Contos do céu e da neve. Parte
II
E lá estava a pobre corujinha
nutrindo um sentimento tão grande por algo inalcançável. O amor tem dessas
coisas, afinal... Parecer-nos possível e tangível algo que, na verdade, não é! E
motivada por essa crença, dia após dia, a pequena coruja fazia um trajeto
tortuoso cruzando fronteiras até alcançar aqueles galhos secos e congelados de
uma árvore muito específica, pois o que ela buscava, na verdade e acima de
tudo, era encontrar aquele olhar que, em meio à imensidão invernal, era o que
lhe aquecia o coração.
Este olhar vinha de um urso que,
talvez por pena, talvez por afeição, passou a demorar-se um pouco mais em seus
momentos de descanso junto à sua arvore, local onde, agora, a coruja
diariamente pousava.

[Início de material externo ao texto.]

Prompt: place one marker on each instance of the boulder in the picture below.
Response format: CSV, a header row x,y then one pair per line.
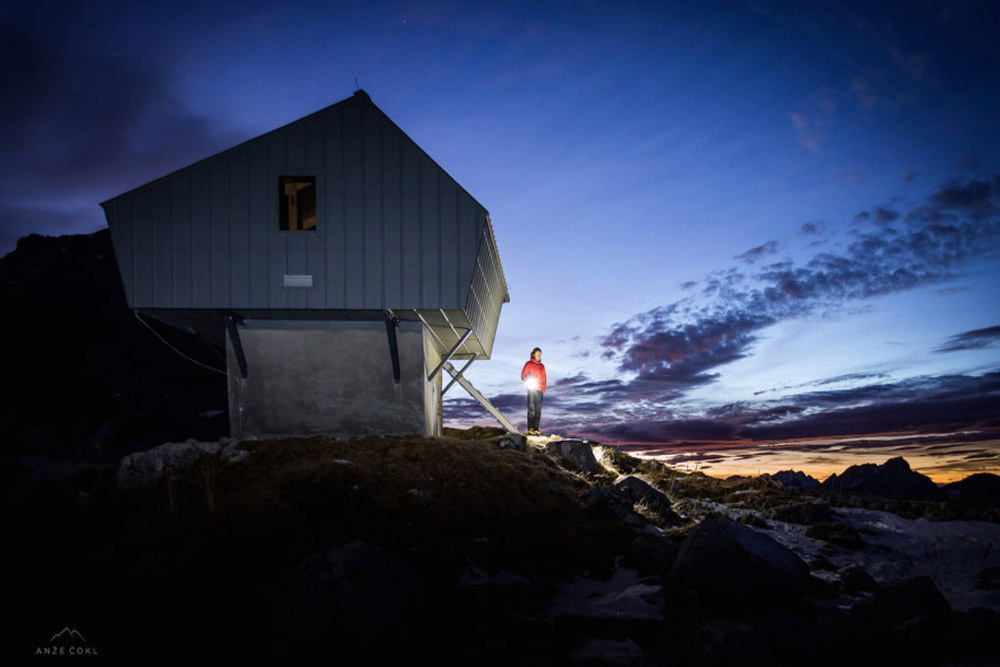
x,y
724,562
652,499
901,604
143,469
576,454
802,513
855,581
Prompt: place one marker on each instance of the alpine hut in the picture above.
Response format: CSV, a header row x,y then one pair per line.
x,y
339,266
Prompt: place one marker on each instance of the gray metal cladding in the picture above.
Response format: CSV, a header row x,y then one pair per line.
x,y
393,229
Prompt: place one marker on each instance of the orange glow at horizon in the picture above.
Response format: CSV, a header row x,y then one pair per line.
x,y
942,461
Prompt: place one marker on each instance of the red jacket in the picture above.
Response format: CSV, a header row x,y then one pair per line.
x,y
534,369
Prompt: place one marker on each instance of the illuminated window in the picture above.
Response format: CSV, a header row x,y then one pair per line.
x,y
297,202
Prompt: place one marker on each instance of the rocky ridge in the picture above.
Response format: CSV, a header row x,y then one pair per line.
x,y
484,548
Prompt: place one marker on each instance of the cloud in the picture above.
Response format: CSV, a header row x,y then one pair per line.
x,y
754,254
976,339
82,121
664,353
806,132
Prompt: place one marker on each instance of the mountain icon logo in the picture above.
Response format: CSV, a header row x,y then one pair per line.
x,y
67,641
67,636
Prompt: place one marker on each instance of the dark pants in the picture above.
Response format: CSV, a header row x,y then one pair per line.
x,y
534,409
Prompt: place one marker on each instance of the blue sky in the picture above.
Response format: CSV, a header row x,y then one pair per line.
x,y
720,220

O que virou a rotina àqueles dois estranhos que se
encontravam e conversavam horas a fio sobre seus mundos tão diferentes.
Bastante tempo se passou - o que
não era notado porque onde o urso morava o inverno não tinha fim. Entretanto,
foi um tempo suficiente para que a corujinha acreditasse que o coração do urso
a pertencia por completo, tão qual o seu pequeno coração alado já o tinha como
dono. Mesmo que outrora relutasse em ceder seu coração, desta vez sequer teve
escolha, pois este se rendeu por completo rumo ao desconhecido.
Acontece que a cada dia que a
coruja dedicava àquele local gelificado, um pouco mais de suas penas
congelavam... Na maioria das vezes ela não se importava, pois queria mesmo era
fazer-se presente naquele momento tão precioso em que o urso lhe dedicava
atenção. Em outras vezes, entretanto, quando o mal estar das pequenas feridas
era grande demais, ela a ignorava.
Porém, a dor que começava a ficar
insuportável era a de perceber que a única coisa que recebiam um do outro eram
as suas vozes, confissões e risadas. E a
corujinha, apaixonada pelo impossível como estava, percebeu que isto não mais a
satisfaria! Notou que mesmo atravessados quilômetros e mais quilômetros todos
os dias, não conseguiriam quebrar a pequena distância de uma árvore morta, já
que a ave pousava em seu topo e o gigante polar pertencia à sua base.
Quando esse pensamento ficou
forte o suficiente em sua cabeça, a coruja decidiu dividi-lo com o urso, pois
esta era a única dor que ela não conseguiria suportar. Mas, no momento em que o
fizera, derramou por sobre o momento não somente as palavras que lhe sufocavam.
Junto com elas, a coruja permitiu que saíssem lágrimas e mais lágrimas que abriram
caminho por entre seus olhos timidamente fechados e escorreram por suas penas.
Pequenas gotas que lhe percorriam
o corpo e que não alcançavam o chão, pois congelavam pelo meio do caminho,
mesmo que o trajeto fosse percorrendo um corpo quente de respiração ofegante. Quando
ela decidiu que já era hora de partir, possivelmente para sempre, ela sentiu –
antes mesmo de ver – as mãos do urso que colhiam as lágrimas antes que
atravessassem o corpo da ave ou que virassem cristais de gelo.
Quase não acreditou! O urso
escalara a árvore seca e, por um segundo eterno, os dois seres se tocaram pela
primeira vez. A surpresa da coruja foi tão grande que suas lágrimas cessaram imediatamente,
enquanto seus corpos dividiam o mesmo horizonte, afinal... E foi quando a
corujinha não mais se incomodou com o sacrifício que fazia para estar ali todos
os dias. Não se importou com suas penas congelando dia após dia, porque agora
os olhos eram nos olhos e o toque era possível!
Mas não se anime e não espere por
um final feliz... Afinal de contas, como pode ser feliz o que termina em tragédia?